The 1990s, when the city grew 4 percent, had been Chicago’s first decade of growth in 50 years.
The city’s African-American population decreased particularly sharply. Compared with 2000, Chicago’s black population is down 18.1 percent, to 872,286 people, driving a decrease in the city’s total population from 2.9 million to 2.7 million.
The white population fell even more drastically, by 29.7 percent to 854,717.
The city’s Hispanic population grew about 3 percent.
Blacks remain the single largest group in the city at slightly more 32 percent. Whites make up slightly less than 32 percent of the city and Hispanics account for about 29 percent.
While young white professionals have moved into Chicago, they don’t offset the continuing loss of mainly older whites from ethnic neighborhoods, Chicago-based demographer Rob Paral said. He attributed part of the black migration to the demolition of some of the city’s notorious projects, like Cabrini-Green.
The city also lost black and white residents in the 2000 Census, but a steep growth in the Hispanic population helped fuel a population increase a decade ago.
Overall, Cook County’s population dwindled to just below 5.2 million, down by 3.4 percent since 2000.
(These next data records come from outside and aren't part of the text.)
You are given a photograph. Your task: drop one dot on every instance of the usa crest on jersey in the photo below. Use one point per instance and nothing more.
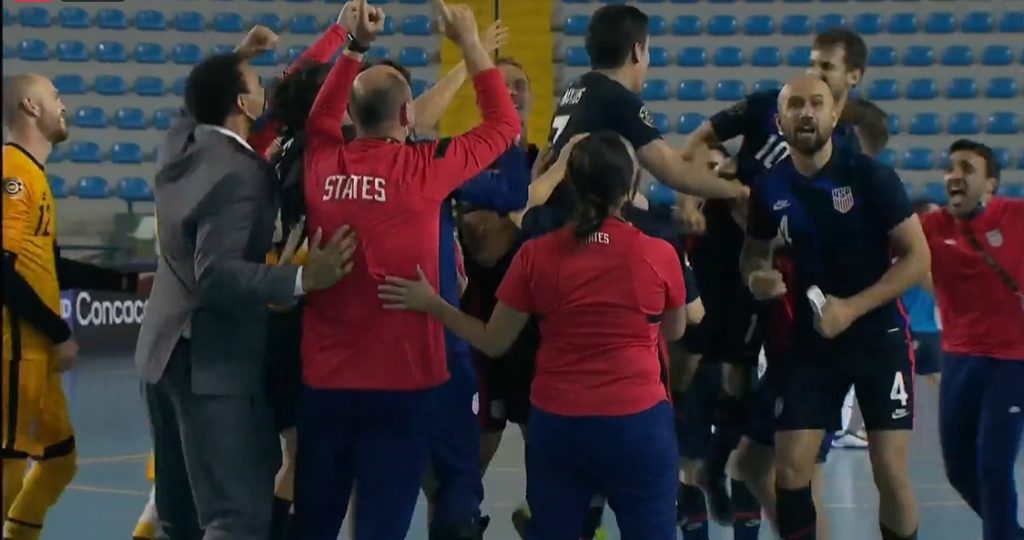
(843, 199)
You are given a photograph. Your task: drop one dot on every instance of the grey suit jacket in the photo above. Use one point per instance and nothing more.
(216, 207)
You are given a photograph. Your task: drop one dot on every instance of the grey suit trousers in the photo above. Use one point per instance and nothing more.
(215, 458)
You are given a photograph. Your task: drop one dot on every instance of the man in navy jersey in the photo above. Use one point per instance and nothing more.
(844, 216)
(839, 57)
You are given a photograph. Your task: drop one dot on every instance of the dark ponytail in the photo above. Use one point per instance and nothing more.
(601, 171)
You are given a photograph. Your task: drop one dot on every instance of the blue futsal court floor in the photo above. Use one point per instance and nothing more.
(111, 488)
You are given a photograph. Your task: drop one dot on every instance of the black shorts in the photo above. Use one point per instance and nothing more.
(816, 385)
(927, 352)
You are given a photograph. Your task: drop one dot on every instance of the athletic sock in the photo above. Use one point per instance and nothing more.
(748, 524)
(797, 517)
(691, 512)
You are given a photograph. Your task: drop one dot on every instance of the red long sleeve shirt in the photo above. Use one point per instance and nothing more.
(390, 195)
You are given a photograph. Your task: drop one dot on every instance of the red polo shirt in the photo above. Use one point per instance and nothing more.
(600, 303)
(980, 315)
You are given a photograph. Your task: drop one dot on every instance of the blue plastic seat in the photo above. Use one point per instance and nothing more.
(957, 55)
(940, 23)
(692, 90)
(883, 90)
(186, 53)
(70, 84)
(153, 53)
(134, 190)
(92, 188)
(926, 124)
(796, 26)
(962, 88)
(919, 56)
(129, 118)
(110, 85)
(766, 56)
(151, 19)
(867, 24)
(228, 23)
(128, 153)
(689, 122)
(414, 57)
(112, 18)
(977, 23)
(964, 124)
(1001, 88)
(692, 57)
(74, 17)
(577, 56)
(919, 159)
(728, 56)
(903, 24)
(687, 26)
(1003, 123)
(32, 16)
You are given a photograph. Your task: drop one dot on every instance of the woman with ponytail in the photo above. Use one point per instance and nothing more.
(601, 422)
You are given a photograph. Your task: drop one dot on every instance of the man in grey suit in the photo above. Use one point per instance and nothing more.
(201, 348)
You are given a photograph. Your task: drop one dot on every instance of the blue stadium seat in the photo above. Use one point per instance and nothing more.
(996, 55)
(228, 23)
(882, 56)
(92, 188)
(926, 124)
(34, 16)
(686, 26)
(919, 56)
(129, 118)
(112, 18)
(134, 190)
(74, 17)
(416, 26)
(577, 56)
(692, 57)
(919, 159)
(186, 53)
(903, 24)
(189, 22)
(759, 26)
(729, 90)
(1001, 88)
(304, 24)
(964, 124)
(796, 26)
(151, 19)
(689, 122)
(90, 117)
(155, 53)
(766, 56)
(728, 56)
(977, 23)
(414, 57)
(867, 24)
(692, 90)
(922, 89)
(957, 55)
(70, 84)
(940, 23)
(883, 90)
(129, 153)
(84, 152)
(1004, 123)
(150, 86)
(722, 26)
(962, 88)
(110, 85)
(799, 56)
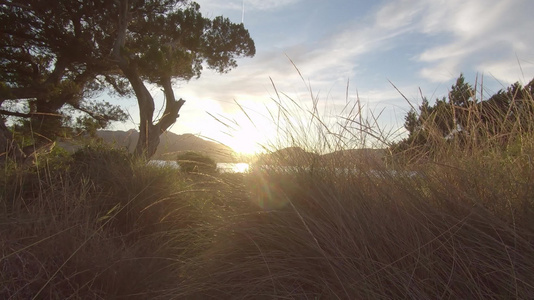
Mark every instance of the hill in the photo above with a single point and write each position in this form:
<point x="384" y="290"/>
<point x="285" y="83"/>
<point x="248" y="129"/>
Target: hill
<point x="296" y="156"/>
<point x="170" y="144"/>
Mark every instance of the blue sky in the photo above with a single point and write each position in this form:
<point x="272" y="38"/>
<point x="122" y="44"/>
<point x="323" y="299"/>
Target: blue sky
<point x="415" y="44"/>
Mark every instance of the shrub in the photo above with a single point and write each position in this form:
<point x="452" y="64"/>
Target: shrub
<point x="196" y="162"/>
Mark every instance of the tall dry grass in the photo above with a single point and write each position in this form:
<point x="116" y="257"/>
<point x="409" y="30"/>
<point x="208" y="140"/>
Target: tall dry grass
<point x="456" y="224"/>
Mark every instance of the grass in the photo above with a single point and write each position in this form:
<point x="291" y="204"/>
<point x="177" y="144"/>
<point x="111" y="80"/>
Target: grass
<point x="99" y="224"/>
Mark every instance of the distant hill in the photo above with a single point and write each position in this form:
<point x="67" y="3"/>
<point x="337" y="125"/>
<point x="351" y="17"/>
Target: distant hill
<point x="297" y="156"/>
<point x="170" y="144"/>
<point x="292" y="156"/>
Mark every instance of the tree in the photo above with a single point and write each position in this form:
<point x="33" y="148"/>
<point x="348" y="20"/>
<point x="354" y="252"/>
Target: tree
<point x="165" y="40"/>
<point x="58" y="52"/>
<point x="462" y="119"/>
<point x="50" y="60"/>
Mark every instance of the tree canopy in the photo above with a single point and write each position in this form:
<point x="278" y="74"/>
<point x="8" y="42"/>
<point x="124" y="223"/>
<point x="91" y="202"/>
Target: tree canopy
<point x="56" y="54"/>
<point x="466" y="121"/>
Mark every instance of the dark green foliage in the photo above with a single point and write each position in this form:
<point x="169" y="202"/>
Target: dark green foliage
<point x="55" y="56"/>
<point x="196" y="162"/>
<point x="462" y="120"/>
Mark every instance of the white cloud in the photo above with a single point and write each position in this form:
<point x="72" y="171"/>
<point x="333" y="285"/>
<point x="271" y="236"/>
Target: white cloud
<point x="249" y="4"/>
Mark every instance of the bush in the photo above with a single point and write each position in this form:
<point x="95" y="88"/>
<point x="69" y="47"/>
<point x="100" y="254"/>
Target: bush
<point x="196" y="162"/>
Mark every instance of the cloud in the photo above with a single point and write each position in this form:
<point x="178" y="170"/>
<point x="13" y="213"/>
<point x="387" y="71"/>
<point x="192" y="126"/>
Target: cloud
<point x="474" y="32"/>
<point x="261" y="5"/>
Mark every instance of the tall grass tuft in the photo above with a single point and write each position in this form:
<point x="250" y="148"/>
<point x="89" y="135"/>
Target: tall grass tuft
<point x="457" y="224"/>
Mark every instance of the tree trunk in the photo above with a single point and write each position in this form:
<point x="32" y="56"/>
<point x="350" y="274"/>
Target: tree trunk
<point x="8" y="147"/>
<point x="148" y="131"/>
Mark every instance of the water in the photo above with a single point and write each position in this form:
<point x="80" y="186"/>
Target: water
<point x="222" y="167"/>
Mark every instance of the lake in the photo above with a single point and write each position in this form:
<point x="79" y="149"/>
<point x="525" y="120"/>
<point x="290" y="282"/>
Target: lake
<point x="222" y="167"/>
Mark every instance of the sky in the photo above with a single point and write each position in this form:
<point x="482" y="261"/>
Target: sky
<point x="338" y="51"/>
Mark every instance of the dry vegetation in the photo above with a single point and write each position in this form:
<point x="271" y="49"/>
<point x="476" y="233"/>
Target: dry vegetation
<point x="98" y="224"/>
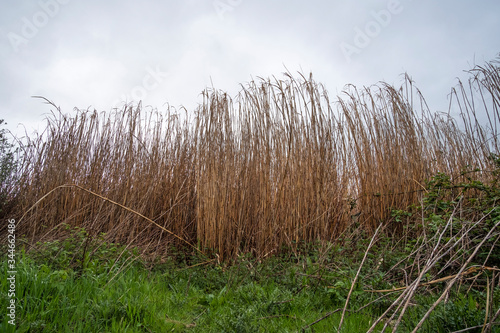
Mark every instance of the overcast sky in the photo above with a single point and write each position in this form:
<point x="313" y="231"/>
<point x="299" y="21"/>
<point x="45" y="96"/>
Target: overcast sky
<point x="97" y="53"/>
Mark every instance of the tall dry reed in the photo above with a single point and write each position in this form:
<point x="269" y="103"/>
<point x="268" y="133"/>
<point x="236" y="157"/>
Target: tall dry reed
<point x="279" y="164"/>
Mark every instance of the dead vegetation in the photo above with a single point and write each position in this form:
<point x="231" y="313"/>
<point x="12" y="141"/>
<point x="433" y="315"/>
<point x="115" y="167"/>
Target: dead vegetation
<point x="278" y="164"/>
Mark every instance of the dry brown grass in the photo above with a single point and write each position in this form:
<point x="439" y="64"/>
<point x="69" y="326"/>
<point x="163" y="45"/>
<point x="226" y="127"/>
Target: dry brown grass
<point x="279" y="164"/>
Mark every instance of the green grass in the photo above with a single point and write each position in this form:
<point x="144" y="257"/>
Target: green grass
<point x="57" y="292"/>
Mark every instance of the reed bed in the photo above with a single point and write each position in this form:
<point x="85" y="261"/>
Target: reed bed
<point x="276" y="165"/>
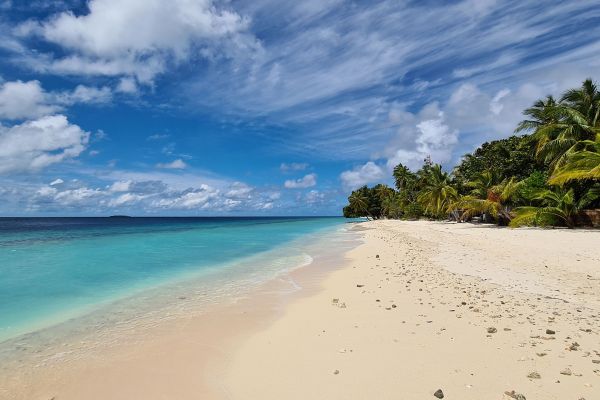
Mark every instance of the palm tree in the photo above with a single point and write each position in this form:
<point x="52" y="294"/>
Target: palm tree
<point x="437" y="193"/>
<point x="580" y="165"/>
<point x="559" y="205"/>
<point x="483" y="183"/>
<point x="391" y="206"/>
<point x="497" y="202"/>
<point x="586" y="100"/>
<point x="383" y="191"/>
<point x="560" y="127"/>
<point x="541" y="114"/>
<point x="359" y="201"/>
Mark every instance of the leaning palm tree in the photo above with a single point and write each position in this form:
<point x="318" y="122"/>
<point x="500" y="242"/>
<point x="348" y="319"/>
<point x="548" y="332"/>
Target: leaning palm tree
<point x="557" y="206"/>
<point x="391" y="205"/>
<point x="438" y="192"/>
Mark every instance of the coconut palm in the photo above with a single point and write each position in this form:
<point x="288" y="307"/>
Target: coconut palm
<point x="558" y="205"/>
<point x="580" y="165"/>
<point x="483" y="183"/>
<point x="497" y="202"/>
<point x="438" y="192"/>
<point x="391" y="205"/>
<point x="359" y="201"/>
<point x="560" y="127"/>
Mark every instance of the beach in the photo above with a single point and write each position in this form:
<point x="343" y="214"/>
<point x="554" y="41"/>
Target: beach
<point x="416" y="310"/>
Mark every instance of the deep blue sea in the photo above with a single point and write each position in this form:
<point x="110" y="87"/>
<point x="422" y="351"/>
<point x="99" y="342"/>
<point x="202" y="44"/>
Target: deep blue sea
<point x="55" y="269"/>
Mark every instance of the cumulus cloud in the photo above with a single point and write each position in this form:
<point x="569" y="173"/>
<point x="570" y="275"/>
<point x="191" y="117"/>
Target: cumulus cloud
<point x="362" y="175"/>
<point x="314" y="196"/>
<point x="36" y="144"/>
<point x="127" y="85"/>
<point x="20" y="100"/>
<point x="302" y="183"/>
<point x="25" y="100"/>
<point x="291" y="167"/>
<point x="135" y="38"/>
<point x="176" y="164"/>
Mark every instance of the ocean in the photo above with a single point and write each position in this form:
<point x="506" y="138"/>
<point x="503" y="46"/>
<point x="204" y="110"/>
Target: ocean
<point x="75" y="272"/>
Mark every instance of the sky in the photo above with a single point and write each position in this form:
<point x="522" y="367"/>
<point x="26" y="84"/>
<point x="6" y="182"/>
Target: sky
<point x="256" y="107"/>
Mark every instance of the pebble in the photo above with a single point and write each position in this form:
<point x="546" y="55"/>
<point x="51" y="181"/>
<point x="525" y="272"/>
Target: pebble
<point x="534" y="375"/>
<point x="515" y="395"/>
<point x="566" y="371"/>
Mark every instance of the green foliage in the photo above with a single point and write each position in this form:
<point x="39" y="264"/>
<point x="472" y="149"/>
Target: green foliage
<point x="501" y="158"/>
<point x="531" y="186"/>
<point x="558" y="207"/>
<point x="544" y="178"/>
Statewide, the strongest growth was in counties around Cook County, such as Lake (whose population grew by 9.2 percent), Will (up 34.9 percent) and Kane (up 27.5 percent), according to the census. Other strong growth counties included DeKalb, where population grew 18 percent, Champaign, where population increased by 11.9 percent, and McLean, where the population grew 12.7 percent.
New congressional district boundaries will be drawn along with state legislative districts based in part on census data, but it’s too early to say how that will play out, said State Sen. Kwame Raoul, a Chicago Democrat involved in the redistricting process.
Areas that have lost population are more likely to lose representation, but the data themselves won’t be the only determining factors, he said.
Others include constitutional protections for minorities, and, of course, politics.
Illinois Republican Party chairman Pat Brady fully expects Democrats, who control the legislature, to redraw lines — in long bipartisan tradition — to benefit themselves.
One possibility is that census data showing more Hispanics now living in Chicago suburbs may lead Democrats in Chicago to extend their election districts into those areas, Brady said. That could even result in Democrats simultaneously pulling in additional suburbanite Republicans.
“But these guys are smart,” he said about the Democratic majority that now has the upper hand in redistricting. “They are smart enough to do the best job for themselves.”
Chicago has been the nation’s third largest city since being surpassed by Los Angeles in 1984 estimates. Final Census figures for the fourth largest city, Houston, are not out yet, but in 200, the population was about 2.28 million – only about 400,000 fewer than the latest numbers for Chicago.
The population of Chicago peaked at 3.62 million in 1950, and the list of the nation’s largest cities looked much different back then. New York still ranked at the top, but Philadelphia was third, Los Angeles fourth, and Detroit fifth. In 2009 estimates, Philadelphia had dropped to sixth after being surpassed by Phoenix, and Detroit to eleventh with fewer than 1 million people.